The Environmental Policy Initiative is tracking the environmental regulatory rollbacks of the Trump administration. Click here for the list of rules we are following

Why it Matters

The Department of Energy (DOE) sets energy efficiency standards for many consumer products. This reduces the energy use, cost, and greenhouse gas emissions of appliances sold in the US.

Current Status

Efficiency standards finalized at the end of the Obama Administration have effective dates and are proceeding. Future public hearings and comment periods for efficiency standards should be posted here.

DOE has announced a request for information on a proposal to modify its process for developing appliance standards. The comment period for this request will be open for 90 days after it is published in the Federal Register. A public meeting will be held on January 9, 2018 at 9:30 am, at the DOE Forrestal Building in D.C., room 8E-089. DOE has  also published a request for information on an evaluation of “the potential advantages and disadvantages of additional flexibilities” in the appliance energy efficiency standards program. They expressed particular interest in market-based options. Comments are being taken until February 26, 2018. 

History

In August 2016, DOE issued its semi-annual report to Congress, describing recently published and upcoming efficiency standards. DOE has published a report every six months since the Energy Policy Act of 2005 first required this.
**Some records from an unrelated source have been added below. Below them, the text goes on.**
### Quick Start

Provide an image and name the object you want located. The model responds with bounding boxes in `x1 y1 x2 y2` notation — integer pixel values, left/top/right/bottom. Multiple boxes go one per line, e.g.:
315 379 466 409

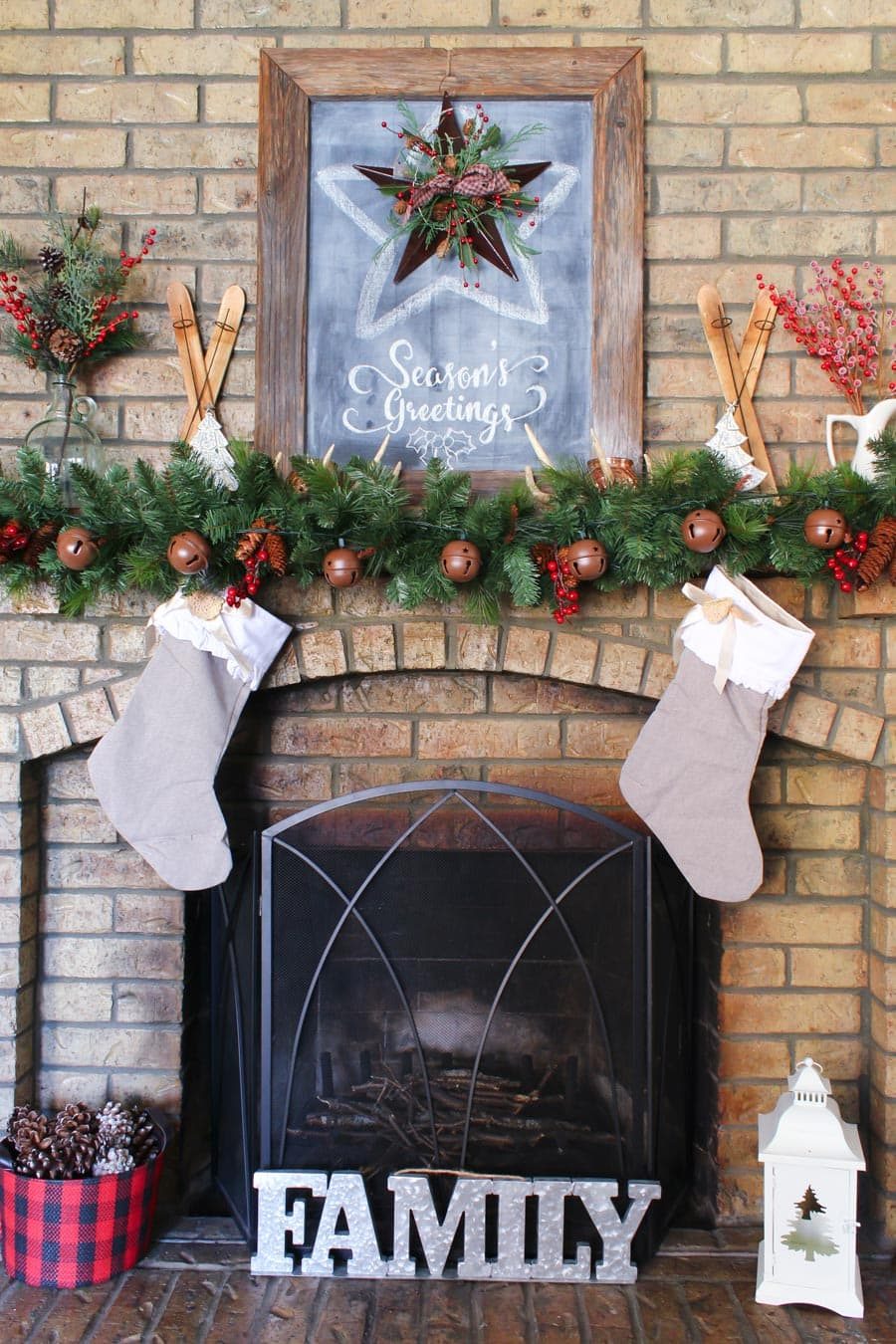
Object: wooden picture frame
255 47 643 485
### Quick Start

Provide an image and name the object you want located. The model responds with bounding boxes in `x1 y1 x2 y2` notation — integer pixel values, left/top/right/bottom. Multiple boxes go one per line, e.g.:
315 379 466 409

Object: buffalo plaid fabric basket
0 1147 165 1287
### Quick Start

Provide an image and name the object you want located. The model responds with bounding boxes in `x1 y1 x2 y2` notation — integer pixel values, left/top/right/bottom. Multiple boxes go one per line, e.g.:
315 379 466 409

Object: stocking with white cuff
89 595 290 891
619 565 814 901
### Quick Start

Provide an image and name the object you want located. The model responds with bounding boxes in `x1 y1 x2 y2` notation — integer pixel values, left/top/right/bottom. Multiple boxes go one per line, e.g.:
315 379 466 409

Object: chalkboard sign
307 99 593 471
257 49 643 479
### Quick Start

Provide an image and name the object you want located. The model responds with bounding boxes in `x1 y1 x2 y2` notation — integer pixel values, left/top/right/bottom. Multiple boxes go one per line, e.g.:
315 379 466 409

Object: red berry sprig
0 518 31 564
824 533 868 592
757 257 896 415
224 546 270 607
532 546 579 625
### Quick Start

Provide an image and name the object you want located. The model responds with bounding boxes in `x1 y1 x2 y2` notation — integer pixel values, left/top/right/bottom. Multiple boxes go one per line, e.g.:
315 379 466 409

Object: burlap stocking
619 565 814 901
90 596 290 891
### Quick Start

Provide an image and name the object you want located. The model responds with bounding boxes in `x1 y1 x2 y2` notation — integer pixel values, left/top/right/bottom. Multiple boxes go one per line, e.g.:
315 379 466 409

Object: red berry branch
0 207 156 377
757 257 896 415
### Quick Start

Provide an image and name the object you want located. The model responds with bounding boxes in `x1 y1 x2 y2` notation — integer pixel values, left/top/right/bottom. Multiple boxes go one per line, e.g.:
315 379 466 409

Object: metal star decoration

On December 28, 2016 DOE posted final energy efficiency standards for uninterruptible power supplies (battery chargers), walk-in freezers, and commercial boilers.

On January 6, 2017 DOE posted final energy efficiency standards for residential air conditioners and heat pumps.

On January 19, 2017 DOE posted final energy efficiency standards for ceiling fans.

Trump Era

On March 31, 2017 nine states, New York City, and a Pennsylvania regulator petitioned the Second Circuit over the Trump Administration’s failure to finalize the ceiling fan efficiency standards.

On April 3, 2017 New York, California, and nine other states petitioned the Second Circuit over the Trump Administration’s failure to finalize efficiency standards for portable air conditioners, air compressors, walk-in freezers, and commercial boilers. Environmental groups filed a separate action in the Second Circuit.

DOE published a notice on May 24, 2017 that it would finalize ceiling fan standards and set compliance dates.

On May 26, 2017 DOE announced it would finalize the standards and set compliance dates for pool pumps, residential air conditioners, and a few refrigeration products.

DOE did not appear to publish its required semi-annual reports on efficiency standards in February or August of 2017.

On November 28, 2017 DOE issued a request for information and notice of public meeting. Citing Executive Orders 13771 (Reducing Regulation and Controlling Regulatory Costs) and 13777 (Enforcing the Regulatory Reform Agenda), DOE seeks “comments and information from interested parties to assist DOE in identifying potential modifications to its ‘Process Rule’ for the development of appliance standards.” The public meeting will be on January 9, 2018. The comment period for this information request will be open for 90 days after it is published in the Federal Register.

Also on November 28, 2017 DOE issued a request for information on an evaluation of “the potential advantages and disadvantages of additional flexibilities” in the appliance energy efficiency standards program. They expressed particular interest in market-based options. Comments are being taken until February 26, 2018.